I learned of Orkworld through Ron Edward’s essay “Narrativism: Story Now.” A quick search on Amazon led me to a used copy for under $6.00. How could I say no? When I posted on G+ that I had gotten a copy, several people posted to say that they love the game and own multiple copies of it! I had no idea.
When I finally cracked the book to read it, I was initially put off by the 175 pages of fiction that preceded 125 pages of game. As John Wick, the author says, “Orkworld is not just a roleplaying game, it’s a sourcebook on a race and culture that can be incorporated into any game where fantasy races exist.” My first impulse was to jump to the game section (I’m not a big fan of fiction in gamebooks), but it quickly became clear to me that the fiction set up the world by which the rules of the game made sense.
Wick is a fine writer, and there was nothing painful about the text. It did a great job bringing the world to life—and it really is a cool world. His particular mythology of humans, orks, elves, dwarves, and halflings is interesting and takes a new angle on old ideas, which from what I’ve read is kind of Wick’s specialty. This is clearly a project of love and the details are great. I would have preferred a small section to come between the fiction and the game text that was titled something like, “So you want to know what you need to know but don’t want to read 175 pages of fiction.” Summarize it for me, give me page references to where I can dive deeper into the fiction for individual sections and interest me, and let me get on with the game itself. Alas. In the end, I was glad to read it in its entirety.
In fact, while there are aspects to the game that really excite me, the book will probably be more important to me as a sourcebook than as a gamebook, I suspect. As a game, Orkworld is most interesting in the way that it establishes the Orks as social creatures and makes household and even tribe creation part of the character building process. All the character players are given a single pool of points from which they have to create their household and all their characters. If your household is strong, then the individual characters will necessarily be weak. If the individual characters are strong, the household will be weak and the characters will find themselves without a household before long. That is a fantastic idea! However, while I love the idea of currency in character building, I am not a fan of using it. I like that you have to choose your strengths and weaknesses, but I only ever feel like I am full of weaknesses and without strength. My brain doesn’t bend that way, at least not artfully.

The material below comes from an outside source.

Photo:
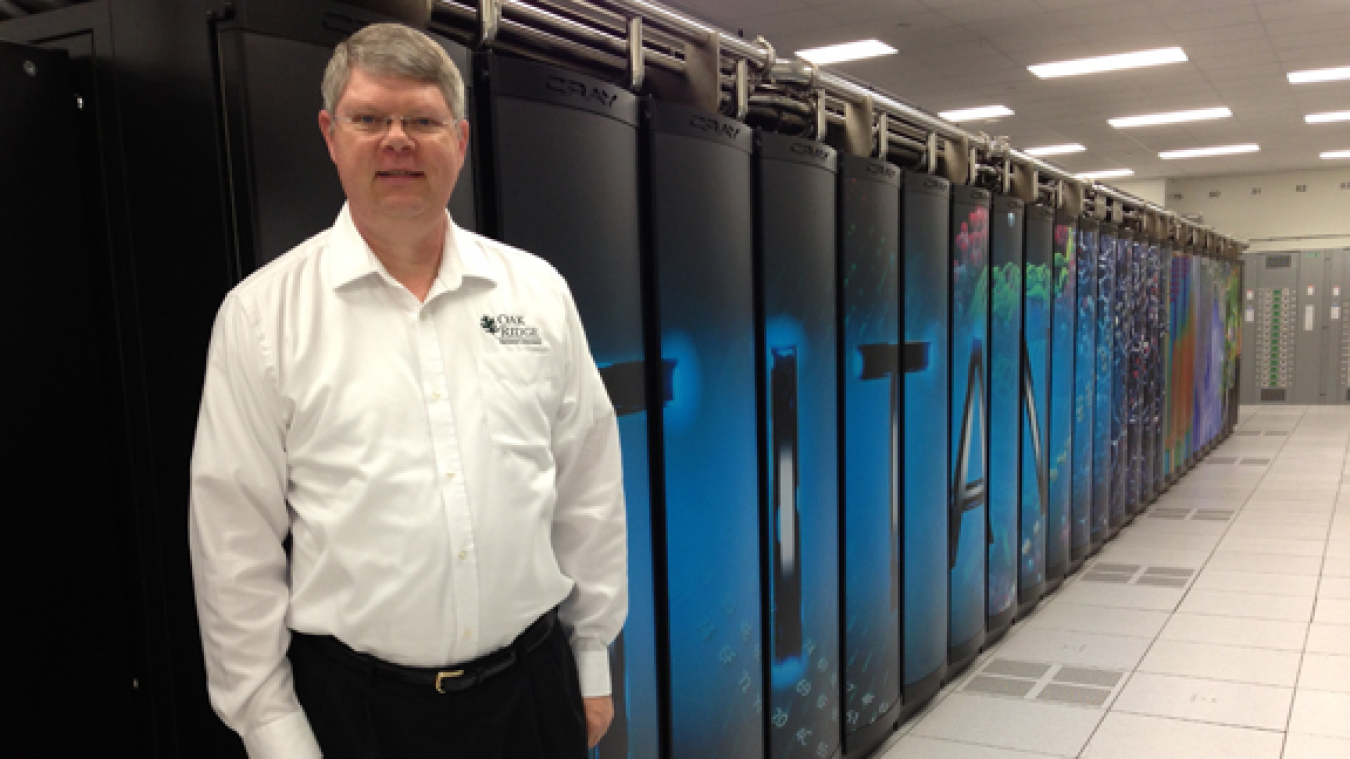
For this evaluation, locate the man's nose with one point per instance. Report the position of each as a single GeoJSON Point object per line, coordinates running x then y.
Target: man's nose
{"type": "Point", "coordinates": [396, 137]}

Regardless of my own abilities at point distribution, it looks like the stories created by Orkworld would be right up my alley. There is plenty of drama in the world surrounding the Orks and enough pressures placed upon them by the surrounding races, the need to take care of the household, and the need to prepare for the challenges of the separate seasons to always be fruitful.
There are a bazillion and two story seeds in the book, and Wick is good with story seeds. From his description, it looks like Wick imagines a series of one-shots, like a serial TV show involving the same cast of characters, but I can easily imagine an episode-to-episode play with intense social overlap and build.

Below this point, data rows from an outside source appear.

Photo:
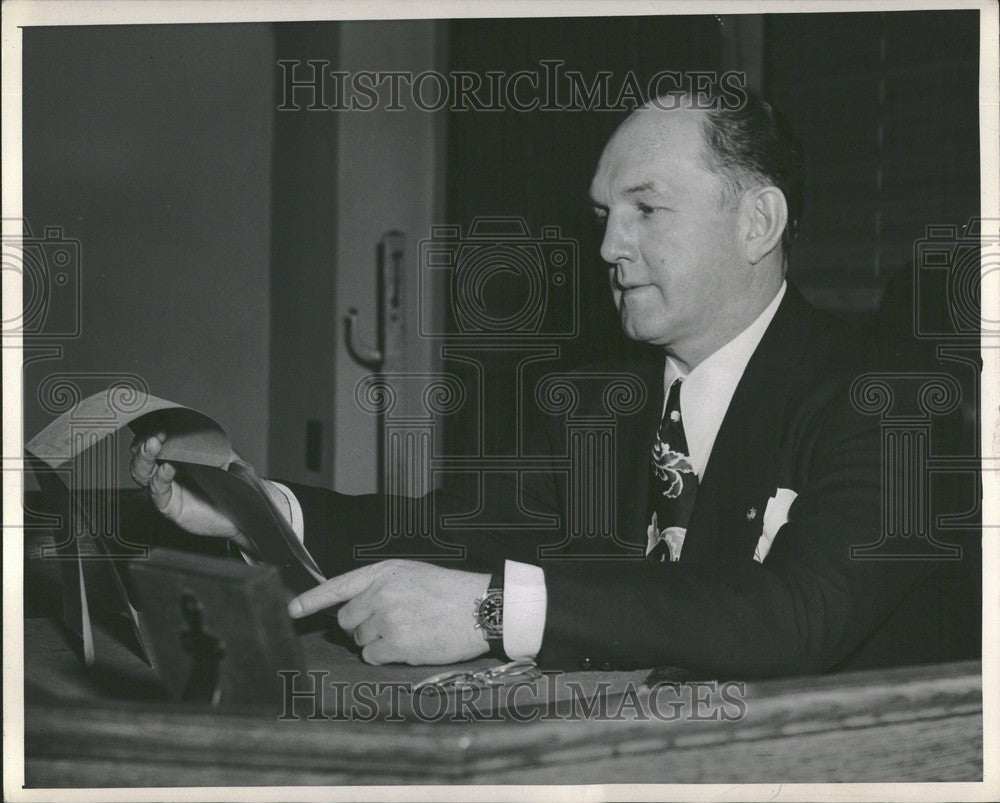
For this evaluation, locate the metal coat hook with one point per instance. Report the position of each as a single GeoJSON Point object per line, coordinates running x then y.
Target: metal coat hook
{"type": "Point", "coordinates": [389, 315]}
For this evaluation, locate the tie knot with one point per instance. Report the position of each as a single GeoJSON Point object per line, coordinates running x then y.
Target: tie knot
{"type": "Point", "coordinates": [672, 410]}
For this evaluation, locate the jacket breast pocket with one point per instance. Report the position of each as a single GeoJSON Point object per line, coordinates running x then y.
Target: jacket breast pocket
{"type": "Point", "coordinates": [776, 513]}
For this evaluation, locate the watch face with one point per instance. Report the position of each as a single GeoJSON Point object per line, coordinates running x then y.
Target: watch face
{"type": "Point", "coordinates": [491, 613]}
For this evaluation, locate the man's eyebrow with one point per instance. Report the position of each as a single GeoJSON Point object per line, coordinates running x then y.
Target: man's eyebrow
{"type": "Point", "coordinates": [637, 188]}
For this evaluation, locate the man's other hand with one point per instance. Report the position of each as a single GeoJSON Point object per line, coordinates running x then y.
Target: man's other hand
{"type": "Point", "coordinates": [183, 506]}
{"type": "Point", "coordinates": [402, 611]}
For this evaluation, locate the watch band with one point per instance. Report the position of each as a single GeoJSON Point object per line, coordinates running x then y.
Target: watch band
{"type": "Point", "coordinates": [489, 616]}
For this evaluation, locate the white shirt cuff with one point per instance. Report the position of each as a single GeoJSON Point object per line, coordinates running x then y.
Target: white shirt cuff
{"type": "Point", "coordinates": [524, 605]}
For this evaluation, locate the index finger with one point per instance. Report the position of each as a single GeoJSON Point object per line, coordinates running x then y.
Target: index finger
{"type": "Point", "coordinates": [144, 457]}
{"type": "Point", "coordinates": [333, 592]}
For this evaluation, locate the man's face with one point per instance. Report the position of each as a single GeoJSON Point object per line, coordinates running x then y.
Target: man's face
{"type": "Point", "coordinates": [672, 243]}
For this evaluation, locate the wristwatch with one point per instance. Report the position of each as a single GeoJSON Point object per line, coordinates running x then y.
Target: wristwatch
{"type": "Point", "coordinates": [489, 616]}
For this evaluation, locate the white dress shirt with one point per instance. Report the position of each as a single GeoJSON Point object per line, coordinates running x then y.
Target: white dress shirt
{"type": "Point", "coordinates": [705, 397]}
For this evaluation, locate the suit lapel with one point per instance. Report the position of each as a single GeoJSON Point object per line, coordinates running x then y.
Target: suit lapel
{"type": "Point", "coordinates": [742, 469]}
{"type": "Point", "coordinates": [634, 441]}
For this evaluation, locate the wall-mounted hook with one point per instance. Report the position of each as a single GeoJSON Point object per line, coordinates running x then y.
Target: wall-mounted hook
{"type": "Point", "coordinates": [389, 313]}
{"type": "Point", "coordinates": [368, 356]}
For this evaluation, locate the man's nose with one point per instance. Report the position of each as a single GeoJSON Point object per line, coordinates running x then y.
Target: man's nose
{"type": "Point", "coordinates": [617, 244]}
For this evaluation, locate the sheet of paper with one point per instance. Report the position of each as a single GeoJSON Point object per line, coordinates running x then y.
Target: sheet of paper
{"type": "Point", "coordinates": [202, 450]}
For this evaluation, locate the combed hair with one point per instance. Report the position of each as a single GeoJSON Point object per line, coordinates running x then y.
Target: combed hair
{"type": "Point", "coordinates": [753, 145]}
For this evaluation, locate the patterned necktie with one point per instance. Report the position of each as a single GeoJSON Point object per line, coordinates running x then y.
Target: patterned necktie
{"type": "Point", "coordinates": [672, 484]}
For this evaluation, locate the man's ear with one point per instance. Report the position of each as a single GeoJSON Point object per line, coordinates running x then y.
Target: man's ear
{"type": "Point", "coordinates": [765, 214]}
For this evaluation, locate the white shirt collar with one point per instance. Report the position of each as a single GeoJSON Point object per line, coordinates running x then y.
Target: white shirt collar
{"type": "Point", "coordinates": [708, 389]}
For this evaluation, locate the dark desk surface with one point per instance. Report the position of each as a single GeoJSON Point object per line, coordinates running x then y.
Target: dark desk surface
{"type": "Point", "coordinates": [108, 726]}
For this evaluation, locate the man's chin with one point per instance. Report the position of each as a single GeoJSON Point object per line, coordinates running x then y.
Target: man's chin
{"type": "Point", "coordinates": [643, 331]}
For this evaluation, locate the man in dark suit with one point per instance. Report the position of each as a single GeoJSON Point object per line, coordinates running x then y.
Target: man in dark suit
{"type": "Point", "coordinates": [741, 484]}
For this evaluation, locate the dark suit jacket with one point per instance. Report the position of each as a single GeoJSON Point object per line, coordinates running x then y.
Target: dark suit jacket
{"type": "Point", "coordinates": [809, 607]}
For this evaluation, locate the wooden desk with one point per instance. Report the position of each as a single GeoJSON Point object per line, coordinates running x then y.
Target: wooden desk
{"type": "Point", "coordinates": [107, 728]}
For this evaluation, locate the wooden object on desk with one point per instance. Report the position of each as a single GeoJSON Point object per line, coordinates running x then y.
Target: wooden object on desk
{"type": "Point", "coordinates": [898, 725]}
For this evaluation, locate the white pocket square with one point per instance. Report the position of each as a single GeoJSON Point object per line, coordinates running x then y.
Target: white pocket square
{"type": "Point", "coordinates": [775, 517]}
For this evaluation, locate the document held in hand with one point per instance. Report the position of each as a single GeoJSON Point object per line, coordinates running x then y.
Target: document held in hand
{"type": "Point", "coordinates": [203, 454]}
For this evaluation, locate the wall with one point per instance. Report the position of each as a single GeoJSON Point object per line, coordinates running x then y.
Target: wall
{"type": "Point", "coordinates": [152, 146]}
{"type": "Point", "coordinates": [341, 180]}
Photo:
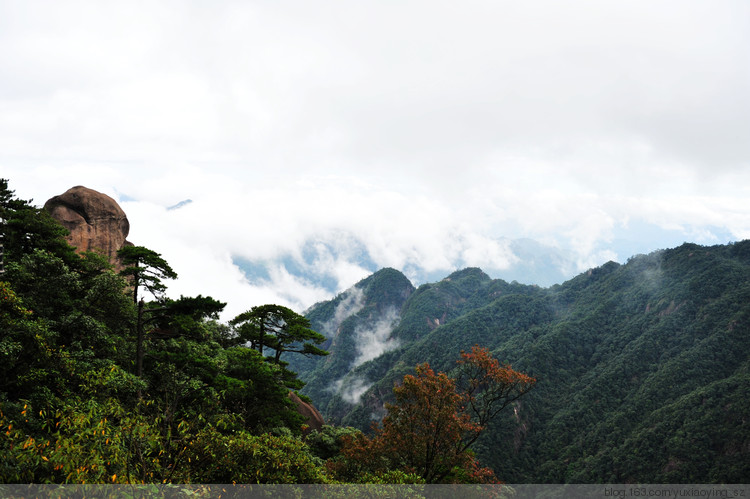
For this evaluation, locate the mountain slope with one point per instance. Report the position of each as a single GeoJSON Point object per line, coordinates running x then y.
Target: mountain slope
{"type": "Point", "coordinates": [643, 368]}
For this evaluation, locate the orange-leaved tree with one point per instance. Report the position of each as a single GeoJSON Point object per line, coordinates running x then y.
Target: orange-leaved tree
{"type": "Point", "coordinates": [435, 419]}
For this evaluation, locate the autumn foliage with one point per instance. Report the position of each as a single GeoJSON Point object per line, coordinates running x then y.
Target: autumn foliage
{"type": "Point", "coordinates": [434, 420]}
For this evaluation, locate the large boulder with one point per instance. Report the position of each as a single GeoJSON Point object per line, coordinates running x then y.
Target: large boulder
{"type": "Point", "coordinates": [95, 221]}
{"type": "Point", "coordinates": [313, 418]}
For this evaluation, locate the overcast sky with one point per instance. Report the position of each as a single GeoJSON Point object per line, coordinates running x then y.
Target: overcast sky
{"type": "Point", "coordinates": [429, 133]}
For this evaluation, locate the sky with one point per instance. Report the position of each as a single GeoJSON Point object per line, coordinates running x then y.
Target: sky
{"type": "Point", "coordinates": [319, 141]}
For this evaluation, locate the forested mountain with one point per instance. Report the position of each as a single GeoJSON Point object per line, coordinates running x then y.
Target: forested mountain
{"type": "Point", "coordinates": [640, 373]}
{"type": "Point", "coordinates": [643, 369]}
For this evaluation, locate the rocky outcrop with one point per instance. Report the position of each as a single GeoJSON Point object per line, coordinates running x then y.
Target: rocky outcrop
{"type": "Point", "coordinates": [95, 221]}
{"type": "Point", "coordinates": [313, 418]}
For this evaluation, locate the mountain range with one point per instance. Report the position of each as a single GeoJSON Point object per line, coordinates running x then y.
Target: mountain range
{"type": "Point", "coordinates": [643, 368]}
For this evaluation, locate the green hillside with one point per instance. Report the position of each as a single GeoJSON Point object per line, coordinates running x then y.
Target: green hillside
{"type": "Point", "coordinates": [643, 368]}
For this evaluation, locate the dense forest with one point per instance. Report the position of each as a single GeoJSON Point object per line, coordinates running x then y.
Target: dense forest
{"type": "Point", "coordinates": [640, 373]}
{"type": "Point", "coordinates": [104, 379]}
{"type": "Point", "coordinates": [643, 368]}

Wick builds a compelling and inviting world. The mechanics seem rather ho-hum (and the combat version of the mechanics seems particularly mathematical!), but everything else is gripping enough to make we want to play.
Can't really give it a total review, haven't played it. But it's given me a ton of ideas. John Wick gives a deep study of the culture of his Orks, which give the setting most of its strength. He also has a disturbing take on elves which peeks my interest.
Mechanically it seems a little rushed but the rules don't seem to contradict each other.
It is also a readable game manual, which rare enough to bear mention.